Starred review from July 1, 2001
Gr. 8-10. Terse and terrifying, this final book from Cormier will leave a lasting impression. Jason, almost 13, is a shy, ineffectual child, who takes being bullied as a matter of course--but if he sees someone else being pushed around, he may strike back. When the seven-year-old girl who lives next door is murdered, Jason is horrified. He was the last one to see her alive. He wants to do everything he can to help find the killer, so when the police come calling, he tells them all he knows. What he doesn't know is that Trent, a detective adept at extracting confessions, has been called into the case--and Trent has Jason in his sights as the murderer. Cormier presents a cat-and-mouse game so tense that readers will feel they must escape the pages just as Jason wants to extricate himself from the stuffy, cell-like room where his interrogation is taking place. But this is not just Jason's story. Cormier delves into the psyche of Trent without much of a nod to the fact that this is a book for young people. Readers will get a glimpse into the adult world, and find it sad and ugly. The book's horrifying, surprising conclusion will engender discussion, and there may be disagreement about how well it works. Yet, it's hard to imagine any reader not coming away from this shaken. Cormier, who died last year, leaves at the top of his game.(Reprinted with permission of Booklist, copyright 2001, American Library Association.)
September 1, 2001
Gr 7 Up-Cormier revisits familiar psychological and temporal territories in this memorable novella that was finished, but unpolished, at the time of his death. It's the beginning of summer vacation after seventh grade for Jason when his neighbor and friend, seven-year-old Alicia Bartlett, is murdered. Even though there is no physical evidence linking him to the crime, Jason is a suspect because he is thought to be the last person to have seen her alive. An ambitious, outside police interrogator who has a reputation for being able to extract a confession in difficult cases is brought in. Although Trent comes to believe that Jason is innocent, he succumbs to pressures of a high-profile investigation and successfully coerces a confession. Unfortunately for Trent, Alicia's older brother Brad confesses, is arrested, and charged. The interrogator is left with a tattered reputation and in the shocking denouement, Jason realizes that he has become a person capable of contemplating and thus, he asserts, carrying out a murder. The suggestion seems to be that childlike innocence, when betrayed by powerful, manipulative adults, can be easily subverted. Readers are shown a psychotic killer in the process of becoming.
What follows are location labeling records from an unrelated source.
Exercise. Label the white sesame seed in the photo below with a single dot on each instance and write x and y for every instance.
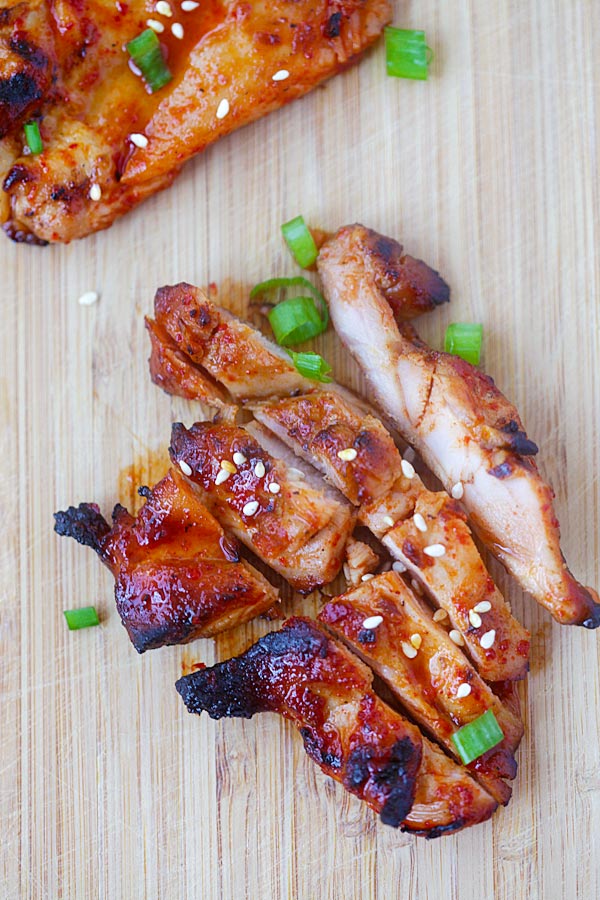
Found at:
(372, 622)
(420, 523)
(88, 298)
(487, 639)
(457, 490)
(408, 650)
(482, 607)
(434, 550)
(474, 619)
(223, 108)
(408, 470)
(140, 140)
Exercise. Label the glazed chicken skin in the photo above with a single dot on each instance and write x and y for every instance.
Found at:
(467, 432)
(303, 674)
(65, 64)
(178, 576)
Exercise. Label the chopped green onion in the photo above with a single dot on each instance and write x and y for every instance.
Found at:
(296, 319)
(311, 365)
(81, 618)
(33, 137)
(146, 53)
(464, 339)
(406, 53)
(300, 242)
(479, 736)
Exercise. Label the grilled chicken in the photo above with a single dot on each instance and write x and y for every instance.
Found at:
(304, 675)
(231, 61)
(467, 432)
(178, 576)
(298, 529)
(426, 671)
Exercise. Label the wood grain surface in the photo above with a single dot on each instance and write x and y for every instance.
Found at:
(108, 788)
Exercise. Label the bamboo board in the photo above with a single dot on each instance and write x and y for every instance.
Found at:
(489, 171)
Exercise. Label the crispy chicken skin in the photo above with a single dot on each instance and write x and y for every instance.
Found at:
(177, 575)
(303, 674)
(464, 428)
(426, 680)
(299, 530)
(67, 64)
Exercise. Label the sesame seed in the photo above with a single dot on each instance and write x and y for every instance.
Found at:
(88, 298)
(474, 619)
(487, 639)
(408, 470)
(420, 523)
(457, 490)
(457, 637)
(434, 550)
(222, 108)
(482, 607)
(372, 622)
(140, 140)
(408, 650)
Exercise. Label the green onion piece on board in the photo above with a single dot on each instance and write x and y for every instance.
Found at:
(33, 137)
(300, 242)
(85, 617)
(406, 53)
(464, 339)
(146, 53)
(476, 738)
(311, 365)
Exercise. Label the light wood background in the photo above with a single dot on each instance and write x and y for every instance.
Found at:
(489, 171)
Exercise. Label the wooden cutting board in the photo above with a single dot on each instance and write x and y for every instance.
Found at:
(489, 171)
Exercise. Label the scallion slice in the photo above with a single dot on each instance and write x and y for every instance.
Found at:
(479, 736)
(300, 242)
(296, 319)
(464, 339)
(311, 365)
(146, 52)
(33, 137)
(85, 617)
(406, 53)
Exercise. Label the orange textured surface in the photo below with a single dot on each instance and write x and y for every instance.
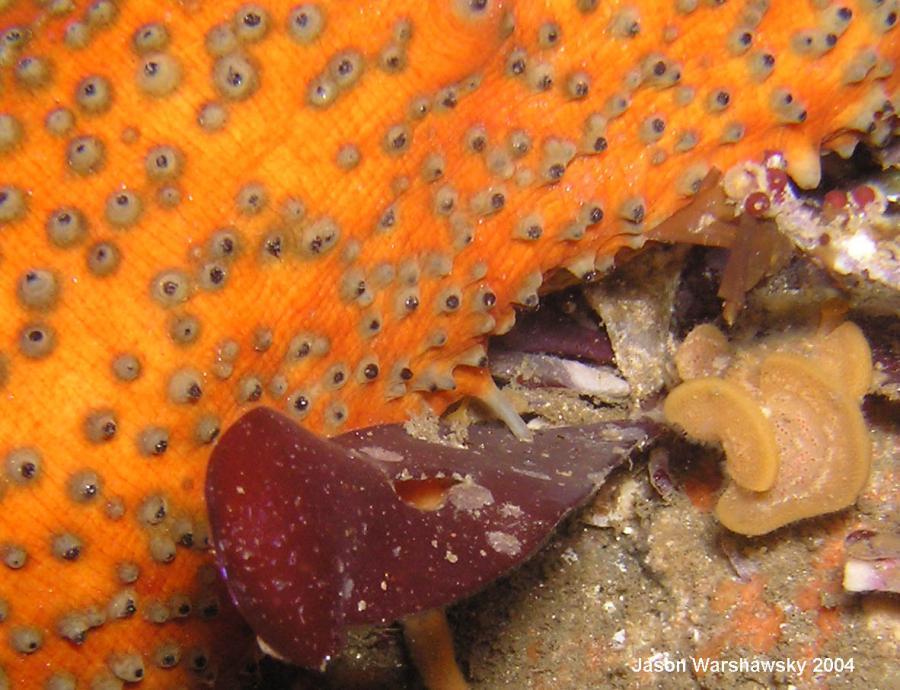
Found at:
(391, 186)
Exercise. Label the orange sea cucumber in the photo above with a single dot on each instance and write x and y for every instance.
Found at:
(325, 207)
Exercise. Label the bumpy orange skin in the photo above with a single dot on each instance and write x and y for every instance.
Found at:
(275, 138)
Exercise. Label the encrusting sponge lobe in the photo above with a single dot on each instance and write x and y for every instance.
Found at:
(225, 204)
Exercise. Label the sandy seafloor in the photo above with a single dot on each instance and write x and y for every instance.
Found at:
(636, 577)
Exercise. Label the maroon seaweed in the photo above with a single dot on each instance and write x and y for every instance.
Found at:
(314, 535)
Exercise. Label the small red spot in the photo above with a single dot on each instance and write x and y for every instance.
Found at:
(863, 196)
(835, 201)
(757, 204)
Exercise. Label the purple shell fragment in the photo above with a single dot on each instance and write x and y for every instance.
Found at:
(313, 535)
(550, 331)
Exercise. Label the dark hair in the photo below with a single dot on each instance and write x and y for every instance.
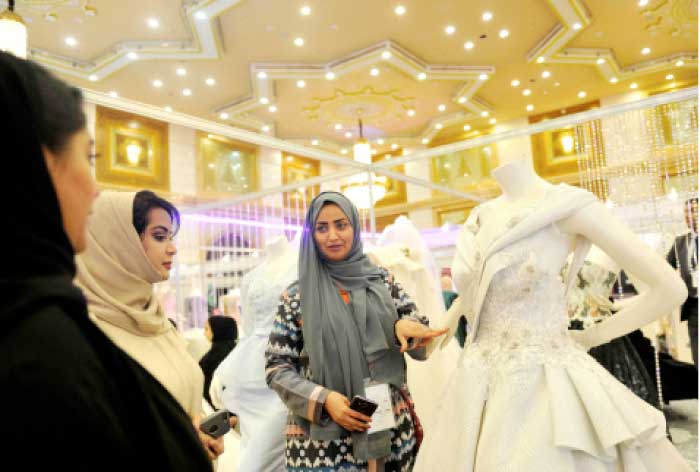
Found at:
(144, 202)
(61, 109)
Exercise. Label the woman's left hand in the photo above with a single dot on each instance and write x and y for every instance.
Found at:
(406, 329)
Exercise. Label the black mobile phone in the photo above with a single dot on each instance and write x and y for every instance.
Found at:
(363, 405)
(216, 424)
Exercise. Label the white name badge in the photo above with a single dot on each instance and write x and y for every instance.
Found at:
(383, 417)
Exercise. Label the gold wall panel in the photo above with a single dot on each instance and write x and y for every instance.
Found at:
(225, 167)
(395, 189)
(297, 169)
(133, 151)
(554, 152)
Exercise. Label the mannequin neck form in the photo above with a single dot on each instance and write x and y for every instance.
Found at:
(275, 248)
(518, 180)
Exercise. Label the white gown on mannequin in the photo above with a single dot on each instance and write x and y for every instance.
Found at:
(241, 376)
(402, 252)
(525, 397)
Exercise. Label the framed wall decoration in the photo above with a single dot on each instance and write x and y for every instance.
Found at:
(225, 167)
(133, 151)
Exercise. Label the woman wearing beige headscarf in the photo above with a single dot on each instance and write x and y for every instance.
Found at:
(130, 248)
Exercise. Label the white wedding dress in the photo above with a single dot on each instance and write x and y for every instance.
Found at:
(525, 397)
(241, 376)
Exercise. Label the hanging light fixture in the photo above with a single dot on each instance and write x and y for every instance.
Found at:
(13, 32)
(360, 187)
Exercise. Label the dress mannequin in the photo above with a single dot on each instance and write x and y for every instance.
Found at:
(240, 379)
(525, 394)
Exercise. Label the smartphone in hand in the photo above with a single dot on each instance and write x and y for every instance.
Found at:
(217, 424)
(363, 405)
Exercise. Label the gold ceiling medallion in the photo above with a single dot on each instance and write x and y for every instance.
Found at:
(344, 106)
(672, 17)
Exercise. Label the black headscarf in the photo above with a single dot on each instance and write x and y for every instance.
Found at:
(225, 334)
(37, 243)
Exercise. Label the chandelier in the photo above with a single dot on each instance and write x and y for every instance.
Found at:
(13, 32)
(366, 188)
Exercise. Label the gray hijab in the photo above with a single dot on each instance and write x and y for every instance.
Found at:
(347, 343)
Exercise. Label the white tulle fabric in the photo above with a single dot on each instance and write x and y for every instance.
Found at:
(525, 397)
(241, 376)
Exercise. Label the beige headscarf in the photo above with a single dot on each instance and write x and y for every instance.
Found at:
(117, 279)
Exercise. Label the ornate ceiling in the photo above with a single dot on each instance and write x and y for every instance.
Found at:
(410, 77)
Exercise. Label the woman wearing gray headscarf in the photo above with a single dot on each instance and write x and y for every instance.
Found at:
(344, 323)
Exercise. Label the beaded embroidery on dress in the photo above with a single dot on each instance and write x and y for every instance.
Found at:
(525, 397)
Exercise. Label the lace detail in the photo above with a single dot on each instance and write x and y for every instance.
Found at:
(261, 291)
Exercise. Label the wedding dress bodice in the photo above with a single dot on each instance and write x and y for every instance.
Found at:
(260, 294)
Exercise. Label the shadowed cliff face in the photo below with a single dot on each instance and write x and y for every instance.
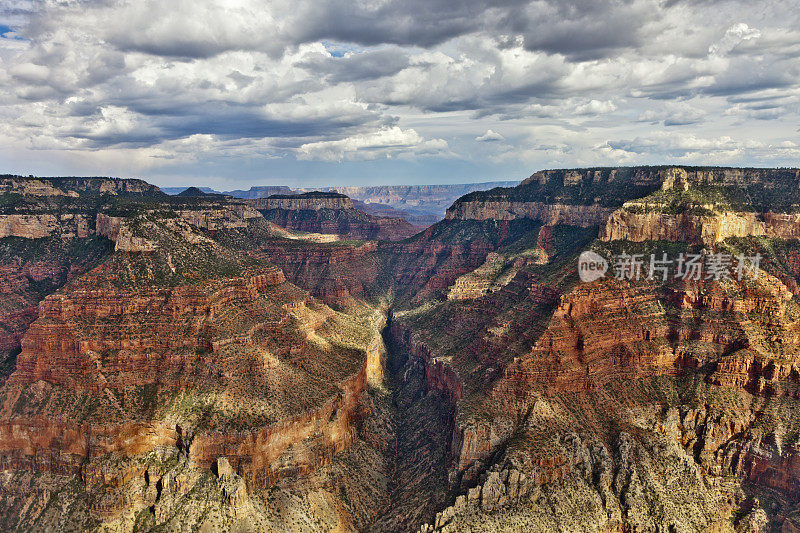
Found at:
(208, 367)
(332, 213)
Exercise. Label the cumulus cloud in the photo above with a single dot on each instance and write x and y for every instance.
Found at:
(490, 136)
(140, 85)
(385, 143)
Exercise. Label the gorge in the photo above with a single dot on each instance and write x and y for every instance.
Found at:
(219, 364)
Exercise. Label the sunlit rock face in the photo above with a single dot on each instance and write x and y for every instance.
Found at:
(193, 364)
(332, 213)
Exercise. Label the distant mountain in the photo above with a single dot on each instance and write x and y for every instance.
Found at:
(260, 192)
(177, 190)
(422, 205)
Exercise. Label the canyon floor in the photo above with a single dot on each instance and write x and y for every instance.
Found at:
(289, 363)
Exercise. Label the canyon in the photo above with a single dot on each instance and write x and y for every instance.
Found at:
(281, 363)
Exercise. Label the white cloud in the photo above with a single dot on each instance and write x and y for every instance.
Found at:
(385, 143)
(490, 136)
(134, 85)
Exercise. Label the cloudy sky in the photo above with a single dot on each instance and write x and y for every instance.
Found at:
(244, 92)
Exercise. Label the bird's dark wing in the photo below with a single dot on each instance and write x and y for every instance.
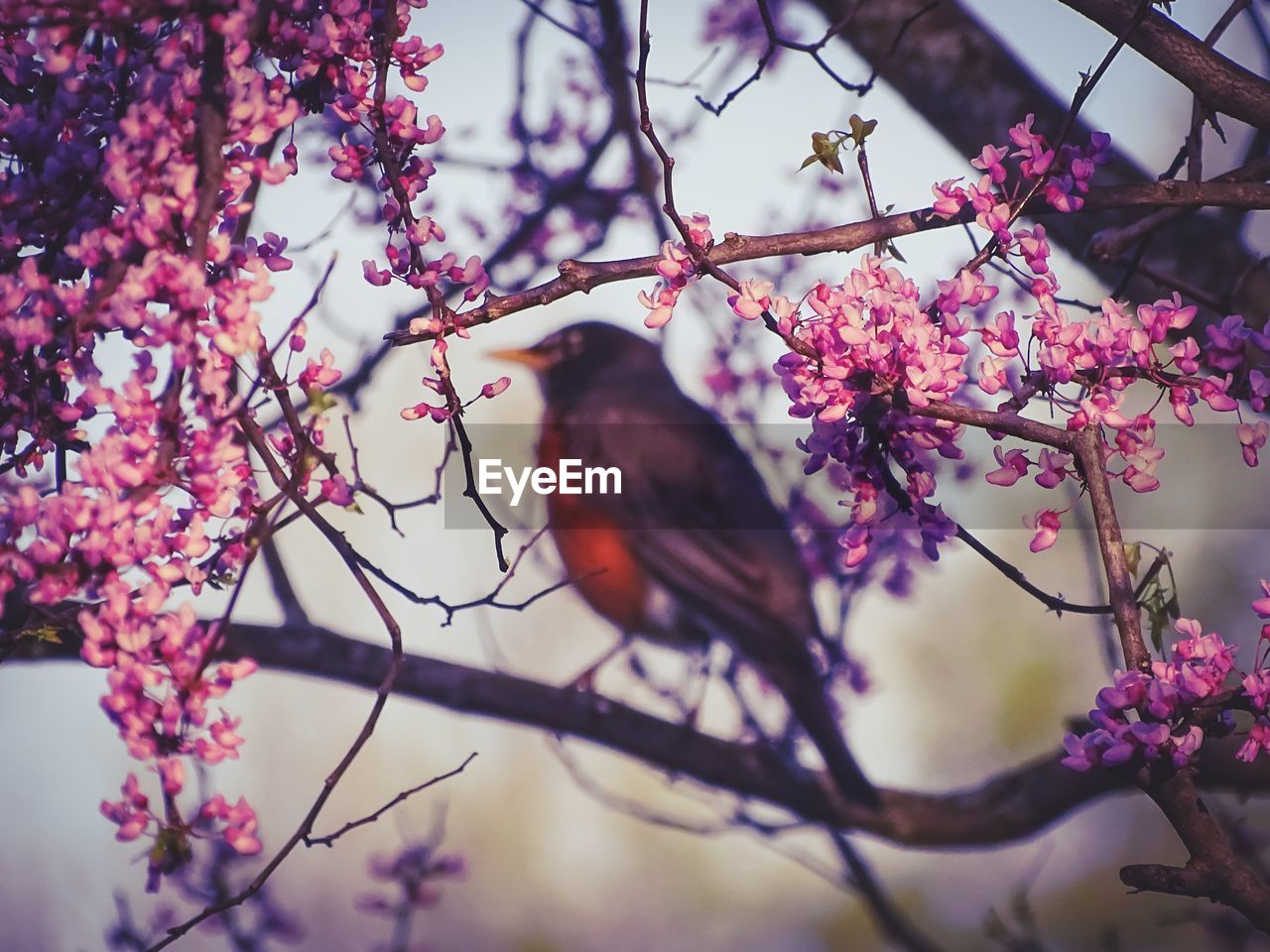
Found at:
(701, 525)
(701, 521)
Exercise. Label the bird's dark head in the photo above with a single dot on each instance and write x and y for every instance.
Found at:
(581, 356)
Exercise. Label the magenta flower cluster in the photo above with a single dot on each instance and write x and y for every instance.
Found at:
(1167, 711)
(888, 377)
(131, 155)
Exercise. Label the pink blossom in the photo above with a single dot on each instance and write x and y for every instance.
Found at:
(1047, 526)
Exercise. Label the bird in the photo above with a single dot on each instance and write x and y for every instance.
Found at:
(693, 548)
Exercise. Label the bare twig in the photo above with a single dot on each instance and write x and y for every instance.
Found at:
(329, 839)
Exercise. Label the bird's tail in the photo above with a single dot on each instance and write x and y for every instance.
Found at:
(812, 710)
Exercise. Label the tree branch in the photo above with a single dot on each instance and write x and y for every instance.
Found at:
(585, 276)
(1012, 805)
(1220, 84)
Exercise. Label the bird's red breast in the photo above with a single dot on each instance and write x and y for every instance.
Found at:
(593, 546)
However, Jason, Trent, and the book as a whole present more questions than answers. Readers will be compelled to keep turning the pages, but will never know why Brad killed Alicia or if Jason is really capable of such a crime. These are things only individuals can know as they explore the dark interior of their own rag-and-bone shops.-Joel Shoemaker, Southeast Junior High School, Iowa City, IA
Copyright 2001 School Library Journal, LLC Used with permission.
January 1, 2002
In his final novel, Cormier makes readers privy to the secrets of a self-loathing police detective, Trent, and his suspect, twelve-year-old Jason. Readers know all along that Jason is innocent of murder; what suspense the book holds is provided by Trent's interrogation, designed not to reveal the truth but to make the boy confess. Events are told rather than shown; motivations are declared rather than developed.